Je n’avais encore jamais vécu de conseil de classe. Ce qui m’a frappée, c’est l’ambiance démocratique qui en ressortait. Chacun a sa fonction, il y a un maitre du temps, un responsable de donner la parole, un président, un autre fait l’appel sur une tablette. Le président du jour avait mémorisé tout un long texte. Je me suis demandé comment il avait fait pour retenir une telle quantité de phrases. Stéphanie m’a expliqué qu’en début d’année, c’était elle qui tenait ce rôle mais qu’au fil du temps, il y en a qui voulaient tenir le rôle. Et donc, ils étaient motivés à apprendre ce texte car ils avaient envie d’« être le président ». Sur l’écran, on pouvait lire le nom et le prénom de l’enfant, sa photo et l’élève devait cocher si la personne appelée était présente ou absente. Ils proposent des idées, des projets, discutent de ce qu’ils souhaitent voir dans leur classe. Les enfants argumentent comme des « grands ». Il m’arrivait parfois d’oublier que j’étais en maternelle ! J’ai aussi eu l’occasion de me rendre compte que même si la titulaire n’était pas présente dans la pièce, la classe fonctionne d’elle – même ! La maitresse lit l’ordre du jour et prend note des décisions du conseil. Les élèves appréciaient vraiment le conseil lorsque le temps était terminé, il y en a même un qui a dit : « Hoooo ! » et on sentait une réelle déception.

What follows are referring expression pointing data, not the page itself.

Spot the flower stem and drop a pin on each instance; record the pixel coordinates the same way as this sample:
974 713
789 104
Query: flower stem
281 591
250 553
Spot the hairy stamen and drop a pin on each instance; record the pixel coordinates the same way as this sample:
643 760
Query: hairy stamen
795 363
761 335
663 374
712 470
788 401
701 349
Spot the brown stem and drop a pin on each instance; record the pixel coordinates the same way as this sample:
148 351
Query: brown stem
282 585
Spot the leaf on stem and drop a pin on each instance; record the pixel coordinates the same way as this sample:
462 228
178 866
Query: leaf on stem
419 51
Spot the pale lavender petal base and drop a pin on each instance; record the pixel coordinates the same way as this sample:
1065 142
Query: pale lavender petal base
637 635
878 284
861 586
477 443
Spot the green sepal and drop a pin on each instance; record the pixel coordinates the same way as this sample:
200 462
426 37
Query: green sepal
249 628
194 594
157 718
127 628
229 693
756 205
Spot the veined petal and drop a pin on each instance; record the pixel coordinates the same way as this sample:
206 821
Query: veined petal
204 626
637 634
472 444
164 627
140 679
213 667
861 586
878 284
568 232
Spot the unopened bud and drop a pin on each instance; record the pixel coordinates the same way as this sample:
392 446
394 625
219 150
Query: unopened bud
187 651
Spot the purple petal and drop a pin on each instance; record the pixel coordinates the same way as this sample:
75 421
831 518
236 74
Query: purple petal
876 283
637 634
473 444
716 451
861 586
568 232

Personnalisation et coopération

Dans cette classe, chaque enfant est maitre de son savoir. La place est faite pour qu’ils puissent trouver des réponses à leurs propres questions et les apprentissages sont personnalisés. Lorsqu’ils choisissent une activité, ils s’y engagent à 200 % et la réalisent en s’appliquant énormément. Pour les enfants, il n’était pas facile de s’arrêter pour aller en récréation. Ils tenaient absolument à finir leur tâche. En interaction avec tous, chacun est conscient de ce que les autres savent. Le plan de travail aide aussi les enfants à poser des choix et à s’engager dans leur travail. Malgré les différences d’âges, de cultures et de caractères, chacun est reconnu et a sa place au sein de la classe. Cela ressemble à une petite famille dans laquelle tout le monde s’entraide. La maitresse n’est pas la seule personne qui puisse être une référence dans la classe. Si elle est occupée avec un groupe et que d’autres ne comprennent pas quelque chose, ils se questionnent et trouvent des solutions entre eux. Ils se partagent volontiers le matériel et leurs savoirs. Lors du rituel du calendrier, une enfant de grande section avait noté la date. Un autre enfant lui a demandé : « Pourquoi tu écris en attaché ? » et la petite a répondu naturellement et avec logique : « J’écris en attaché parce que c’est ma force ! » J’ai trouvé cela très mignon car en voilà une qui a déjà compris l’importance de l’écrit et la puissance des connaissances.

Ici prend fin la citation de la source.